Once there is a NTFS multi-level circular reference the reason that the ExtremeZ-IP hangs is because when ExtremeZ-IP asks the OS about that folder the kernel goes into an infinite loop. ExtremeZ-IP does have built-in safeguards so that if an operation takes a thread more than 5 minutes to complete ExtremeZ-IP will attempt to cancel it. With a circular reference after 5 minutes ExtremeZ-IP does attempt to kill off the stuck thread, unfortunately by then it is too late. The other ExtremeZ-IP threads which need to do kernel tasks are all backed up behind that single thread and the service can’t even get enough work done to shut down the stuck thread. More information about ExtremeZ-IP stalled thread handling can be found in the following article: http://support.grouplogic.com/?p=3787.
The hotfix from Microsoft should solve all known circular reference issues in the NTFS driver and is the recommended solution to the circular reference problem. See their KB article: http://support.microsoft.com/kb/2866695 for more information from Microsoft about the hotfix.
According to Microsoft the kernel hang caused by the corruption was supposedly fixed in Windows Server 2012. Although we have been able to reproduce the issue using Windows Server 2012 in our own labs, we have had any reports from the field of that involved Windows Server 2012. Because the issue many not be completely resolved in Server 2012 we recommend that you upgrade those servers to the latest version of ExtremeZ-IP.

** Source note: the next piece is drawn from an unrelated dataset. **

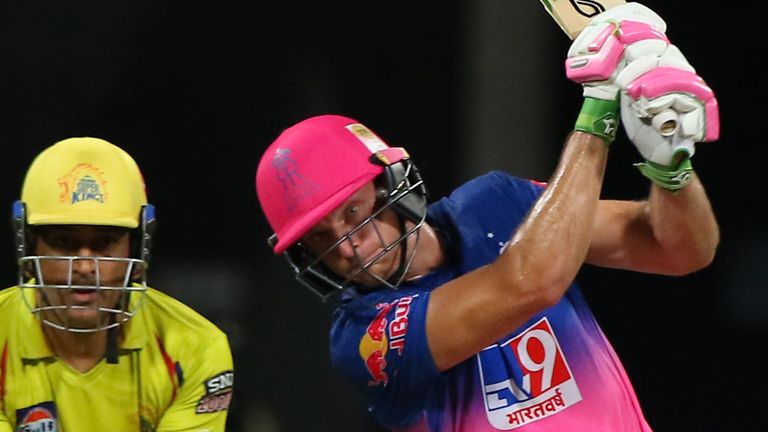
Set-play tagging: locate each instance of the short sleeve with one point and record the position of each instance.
(203, 400)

ExtremeZ-IP 8.0.4 and later attempts to detect and avoid Microsoft disk corruption (also known as circular reference) regardless of whether a Microsoft Hotfix is installed or not. Unfortunately sometimes just checking the file system for the circular reference is enough to hang the kernel. In cases where we can identify a circular reference ExtremeZ-IP will log an event log message pointing to the location of a circular reference.

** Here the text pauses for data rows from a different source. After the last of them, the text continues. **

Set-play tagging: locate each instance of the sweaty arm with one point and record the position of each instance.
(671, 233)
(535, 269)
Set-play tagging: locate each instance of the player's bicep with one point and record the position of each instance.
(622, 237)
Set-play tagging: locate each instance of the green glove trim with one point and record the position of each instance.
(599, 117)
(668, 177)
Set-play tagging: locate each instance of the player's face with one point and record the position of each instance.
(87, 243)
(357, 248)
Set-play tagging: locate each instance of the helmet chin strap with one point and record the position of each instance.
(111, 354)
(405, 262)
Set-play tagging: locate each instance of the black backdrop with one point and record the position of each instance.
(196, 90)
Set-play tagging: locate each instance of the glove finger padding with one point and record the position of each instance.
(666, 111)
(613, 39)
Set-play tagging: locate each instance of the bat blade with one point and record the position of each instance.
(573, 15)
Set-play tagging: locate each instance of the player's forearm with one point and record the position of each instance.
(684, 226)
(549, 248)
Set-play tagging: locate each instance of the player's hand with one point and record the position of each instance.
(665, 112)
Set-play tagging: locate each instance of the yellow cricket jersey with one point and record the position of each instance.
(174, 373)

In ExtremeZ-IP 8.0.5 and later not only do we attempt to detect existing corruption but we also prevent users from moving parent folders into child folders for regular Windows drives.
With mount points it can be much more difficult to determine from an NTFS ID the actual path to an item therefore we were not able to come up quickly with a way to solve the issue. The ExtremeZ-IP development team continued to work on this and an upcoming ExtremeZ-IP 8.0.6 release that is currently in Quality Assurance testing will extend the blocking behavior to mount points. When this is released all known ways of creating the circular reference from a Macintosh client will be blocked by ExtremeZ-IP.